In its report two weeks ago, the DOI said there were just 67 detectives to handle 5,661 cases last year across all Special Victims squads, which handle adult sex-crime cases in the five boroughs.

The DOI also found that new recruits were undertrained — with the majority being “white shield” police officers serving provisionally as detectives — and that the SVD prioritized rapes committed by strangers over rapes by acquaintances and domestic partners.

Now the council is looking to pass four bills that would require sweeping changes to the SVD.

They would require the NYPD to utilize an “evidence-based staffing model to determine staffing” in the SVD and adopt a new case-management system to track cases and victims.

The proposed bills would also require SVD investigators to complete at least 10 weeks of specialized training before even coming into contact with victims, as well as more training for new recruits and all police officers on “gender-based street harassment and sexual assault.”

“Investigators are not being properly trained,” Richards said.

But NYPD officials are vehemently against the proposed bills.

“We respectfully oppose the legislation being proposed today,” said NYPD lawyer Oleg Chernyavsky.

Chernyavsky said some of the council’s proposals “dilute the police commissioner’s authority.”

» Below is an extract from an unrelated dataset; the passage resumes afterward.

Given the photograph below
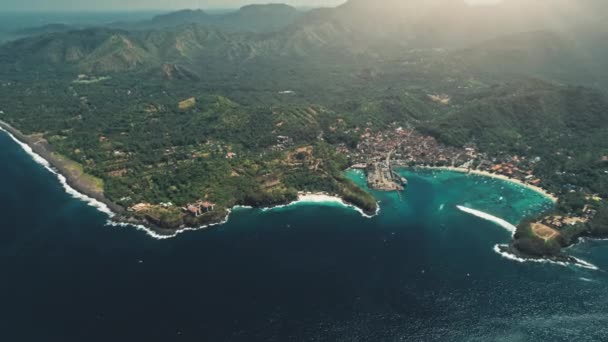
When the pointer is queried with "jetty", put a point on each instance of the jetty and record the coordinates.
(380, 176)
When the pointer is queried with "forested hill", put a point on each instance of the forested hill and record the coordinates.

Monahan, meanwhile, defended the SVD as being staffed with experienced supervisors and detectives, who have an average of 8.1 years and 6.6 years of experience, respectively.

“We know that responding properly to sexual assault requires special skills,” he said. “Simply put, Special Victims investigators are the best-trained sex crimes investigators in the country.”

Only 20 percent of SVD applicants are accepted, and once they are, they undergo a two-week criminal-investigation course and five-day special-victims investigator course, Monahan said.

“Every case we receive is not a number, it is a person, a victim, a survivor,” Monahan testified. “I want to assure every New Yorker that the NYPD takes rape and sexual assault seriously and the department investigates every report thoroughly.”

One of the victims who testified at the hearing said she reported her rape to a detective who “was immediately skeptical.”

“The police scoffed and told me, ‘He’s not going to jail for this,’ ” the woman wrote in testimony read out loud by a friend. “When I voiced my concerns to the NYPD, they told me, ‘This is just how things works.’ In other words, this was normal to them. That’s not OK.”

Last week, Police Commissioner James O’Neill announced a “top-to-bottom scrub” of the SVD and said an additional 20 detectives have already been added to the unit.

The NYPD will issue a formal response to the DOI report within the next 90 days.